The Taishu-kai (太州会, Taishū-kai) is a yakuza organization based in Fukuoka Prefecture on the Kyushu island of Japan, with an estimated 60 active members.

==History==
The Taishu-kai was formed around 1954 under the name "Ota Group" (太田グループ, Ōta Gurūpu) by Kuniharu Ota (太田 州春, Ōta Kuniharu), a mineworker who became the first president.
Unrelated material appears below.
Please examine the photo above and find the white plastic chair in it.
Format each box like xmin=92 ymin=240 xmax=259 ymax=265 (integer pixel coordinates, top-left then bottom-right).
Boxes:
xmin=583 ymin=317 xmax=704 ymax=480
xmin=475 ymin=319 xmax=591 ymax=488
The Ota Group was later renamed the "Ota-gumi" (太田組, Ōta-gumi), and again renamed the "Taishu-kai" in May 1973. Yoshihito Tanaka (or Yoshito Tanaka) succeeded Ota in December 1991.

==Condition==
Headquartered in Tagawa, Fukuoka, the Taishu-kai is one of the five independent Fukuoka-based designated yakuza syndicates, along with the Kudo-kai, the Dojin-kai, the Fukuhaku-kai and the Kyushu Seido-kai.

The Taishu-kai is a member of an anti-Yamaguchi-gumi fraternal federation, the "Yonsha-kai", along with the Kitakyushu-based Kudo-kai, the Kurume-based Dojin-kai and the Kumamoto-based Kumamoto-kai.